The Indian government has consistently championed digital payments as a key pillar of financial inclusion and economic formalisation. The latest Cabinet-approved BHIM-UPI Incentive Scheme for FY 2024-25, with an outlay of ₹1,500 crore, is another step in this direction. The scheme is designed to encourage the adoption of low-value person-to-merchant (P2M) UPI transactions, particularly among small merchants, by making digital payments more accessible and financially viable.
Key Features of the Scheme
- Incentive on Small Transactions: A 0.15% incentive will be provided on UPI transactions up to ₹2,000 for small merchants, ensuring that they do not bear any cost for accepting digital payments.
- Zero MDR Continues: All UPI transactions remain free from Merchant Discount Rate (MDR), keeping costs minimal for both consumers and small businesses.
- Performance-Linked Disbursement:
-80% of the incentive will be reimbursed to acquiring banks immediately.
-The remaining 20% will be conditional upon the acquiring bank maintaining at least 99.5% uptime and keeping technical declines below 0.75%. - Encouraging Rural Digital Transactions: The scheme aims to boost UPI adoption in Tier 3–6 cities and rural areas through solutions like UPI 123PAY (for feature phones) and UPI LiteX (offline payments).
- Transaction Growth Target: The government has set an ambitious goal of 20,000 crore UPI transactions in FY 2024-25, reinforcing its commitment to a less-cash economy.
Why This Matters
This initiative is a significant intervention to strengthen India’s digital payment ecosystem, particularly for small merchants who form the backbone of the retail economy.
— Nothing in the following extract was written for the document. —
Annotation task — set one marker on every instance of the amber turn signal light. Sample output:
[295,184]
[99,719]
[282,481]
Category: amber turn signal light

By covering transaction costs and ensuring seamless processing, the government is creating an environment where digital payments are not just convenient but also financially rewarding for businesses.
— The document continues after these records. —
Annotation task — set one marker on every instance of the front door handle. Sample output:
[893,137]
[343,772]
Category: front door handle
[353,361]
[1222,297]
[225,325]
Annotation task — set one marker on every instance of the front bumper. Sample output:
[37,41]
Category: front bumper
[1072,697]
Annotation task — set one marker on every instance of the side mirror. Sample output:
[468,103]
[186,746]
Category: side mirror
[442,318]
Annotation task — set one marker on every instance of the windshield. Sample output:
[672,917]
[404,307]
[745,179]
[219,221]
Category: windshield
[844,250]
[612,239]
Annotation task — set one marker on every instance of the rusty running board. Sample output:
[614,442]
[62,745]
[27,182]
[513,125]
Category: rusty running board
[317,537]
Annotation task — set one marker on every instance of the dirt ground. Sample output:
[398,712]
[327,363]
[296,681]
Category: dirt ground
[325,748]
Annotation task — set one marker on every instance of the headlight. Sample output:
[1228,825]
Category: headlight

The policy also enhances the overall efficiency of the payment ecosystem. By linking a portion of the incentives to banks’ uptime and transaction success rates, the government is driving service quality improvements. A more reliable and resilient UPI network will further accelerate consumer adoption and reduce friction in digital transactions.
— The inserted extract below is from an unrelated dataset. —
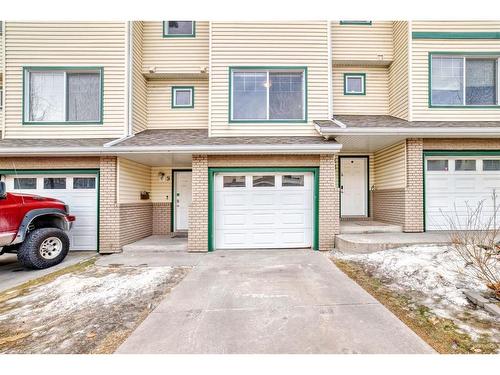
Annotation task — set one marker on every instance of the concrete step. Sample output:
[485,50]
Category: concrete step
[372,242]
Moreover, formalising digital transactions strengthens financial inclusion. Merchants who frequently use UPI will establish digital transaction histories, improving their eligibility for formal credit. This can significantly impact small businesses by expanding their access to working capital and growth opportunities.
The Sustainability Challenge: Balancing Incentives with Long-Term Growth
While these incentives have been instrumental in driving India’s digital payments revolution, the long-term sustainability of this model remains a critical concern. The payments industry—including banks, payment service providers (PSPs), and merchants—needs a revenue model that ensures growth, innovation, and expansion.
For digital payments to thrive beyond government support, the industry must find ways to balance affordability with economic viability. The absence of MDR means that banks and PSPs are not earning directly from UPI transactions, relying instead on government incentives and cross-selling financial products. Over time, this model could limit investment in innovation, infrastructure, and security enhancements.
A sustainable digital payments ecosystem will require a strategic transition from government-backed incentives to a market-driven model. Potential solutions could include:
Tiered MDR structures that ensure affordability for small merchants while allowing financial institutions to recover operational costs.
Value-added services for merchants, such as analytics, credit, and business tools, that generate revenue while enhancing merchant adoption.
Regulatory frameworks that balance growth with commercial viability, ensuring that banks and PSPs can invest in digital payment infrastructure without being entirely dependent on government support.
A Strategic Roadmap for the Future
India’s digital payments story is one of rapid transformation, and government interventions have played a crucial role in driving adoption. However, the next phase of growth must focus on building an economically sustainable model.
For the ecosystem to continue expanding, it is essential to strike a balance between incentivisation and commercial viability. This requires a collaborative approach between the government, regulators, banks, and PSPs to develop a digital payments landscape that is both accessible and financially self-sufficient.
By ensuring that all stakeholders—merchants, PSPs, banks, and consumers—see long-term value in digital transactions, India can transition from an incentive-driven market to a mature, self-sustaining digital economy.